- Title: Tevu'ot Shor

Personal life
- Born: Ephraim Zalman Shor c. 1550 Pošná, Kingdom of Bohemia
- Died: 2 October 1633 (1 Tishrei 5424) Lublin, Polish–Lithuanian Commonwealth
- Buried: Lviv
- Spouse: Hanna Henele Wahl Katzenallenbogen
- Children: Jacob Shor, Rachel Shor, Zemach Shor, Hesa Shor, Yehuda Shor, Margella Shor
- Parents: Naftali Zvi Hirsch Shor (father); Rivka Shachna (mother);
- Dynasty: Shor

Religious life
- Religion: Judaism
- Main work: Tevu'ot Shor
- Dynasty: Shor

= Ephraim Zalman Shor =

Czech rabbi

Ephraim Zalman Shor (Hebrew: אפרים זלמן שור; c. 1550 – 2 October 1633) was a 16th-century Czech rabbi who is best known for his rabbinic work on kashrut and the proper ritual slaughter of animals called Tevu'ot Shor.

== Biography ==
Ephraim Shor was born c. 1550 in Pošná, Kingdom of Bohemia.
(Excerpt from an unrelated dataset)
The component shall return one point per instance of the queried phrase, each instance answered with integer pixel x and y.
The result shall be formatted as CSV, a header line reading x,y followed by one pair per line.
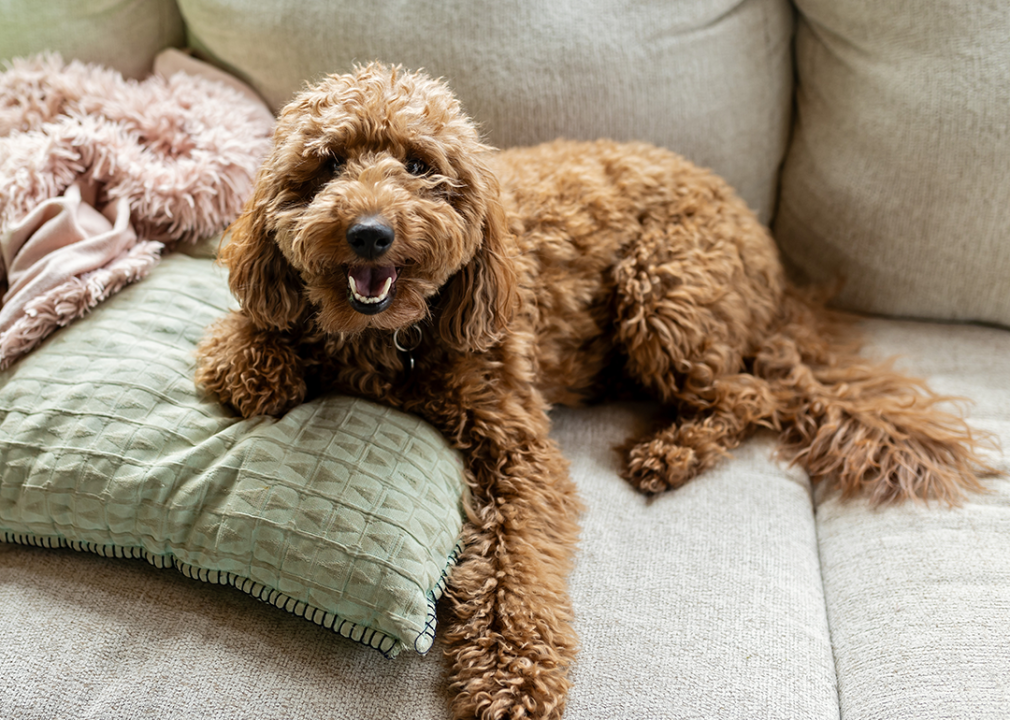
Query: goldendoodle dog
x,y
387,252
His father Rabbi Naftali Zvi Hirsch Shor claimed to be a paternal descendant of Joseph ben Isaac Bekhor Shor, and a maternal descendant of Rashi. His mother Rivka Shachna was the daughter of Shalom Shachna. In his early years Ephraim learnt Halakah under the supervision of his father. He married Hanna Wahl Katzenallenbogen who was the daughter of the alleged "1 day King of Poland", Rabbi Saul Wahl Katzenellenbogen. In his mid thirties Ephraim moved to Lublin where he acted as the cities Chief Rabbi. Around 1600 he wrote his magnum opus Tevu'ot Shor which dealt with laws of kashrut and the proper halakhic ritual slaughter of animals. Ephraim died on 2 October 1663 in Lublin, and was buried in Lviv, Ukraine. His descendants would go on to occupy several prominent roles in Eastern European Jewry.